NAMESPACE="production"
echo "=== Step 1: Get Pod Status ==="
kubectl describe pod $POD_NAME -n $NAMESPACE | head -20
echo "=== Step 2: Check Latest Logs ==="
kubectl logs $POD_NAME -n $NAMESPACE --tail=50
echo "=== Step 3: Check Previous Logs (if exists) ==="
kubectl logs $POD_NAME --previous -n $NAMESPACE 2>/dev/null || echo "No previous logs"
echo "=== Step 4: Check Resource Status ==="
kubectl top pod $POD_NAME -n $NAMESPACE
echo "=== Step 5: Check Events ==="
kubectl get events -n $NAMESPACE --sort-by='.lastTimestamp' | tail -10
echo "=== Step 6: Examine Pod YAML ==="
kubectl get pod $POD_NAME -o yaml -n $NAMESPACE | grep -A 3 "resources:"

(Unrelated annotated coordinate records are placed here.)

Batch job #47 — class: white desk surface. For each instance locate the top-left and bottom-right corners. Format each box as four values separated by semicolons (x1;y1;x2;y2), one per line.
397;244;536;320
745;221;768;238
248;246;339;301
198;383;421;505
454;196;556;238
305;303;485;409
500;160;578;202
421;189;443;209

echo "=== Step 7: Debug with Copy ==="
kubectl debug pod/$POD_NAME --copy-to=${POD_NAME}-debug -n $NAMESPACE
Example: Diagnosing Pending Pod
#!/bin/bash
POD_NAME="pending-pod"
NAMESPACE="production"
echo "=== Checking Why Pod is Pending ==="
# Check describe
echo "=== Pod Description ==="
kubectl describe pod $POD_NAME -n $NAMESPACE
# Check node capacity
echo "=== Node Resources ==="
kubectl top nodes
# Check resource requests
echo "=== Pod Resource Requests ==="
kubectl get pod $POD_NAME -o yaml -n $NAMESPACE | grep -A 3 "resources:"
# Check ResourceQuota
echo "=== ResourceQuota Status ==="
kubectl describe resourcequota -n $NAMESPACE
# Check PVC if exists
echo "=== PVC Status ==="
kubectl get pvc -n $NAMESPACE | grep $POD_NAME
# Check node affinity
echo "=== Node Affinity Rules ==="
kubectl get pod $POD_NAME -o yaml -n $NAMESPACE | grep -A 10 "affinity:"
Conclusion
Effective Kubernetes troubleshooting requires understanding common failure patterns, using appropriate diagnostic tools, and systematically narrowing down root causes. By mastering kubectl describe, logs, events, and debug commands, you can quickly diagnose and resolve most issues. Start with simple status checks, examine logs and events, then progress to advanced debugging with ephemeral containers and network diagnostics. Regular practice with troubleshooting helps you build intuition for identifying issues quickly on your VPS and baremetal Kubernetes infrastructure.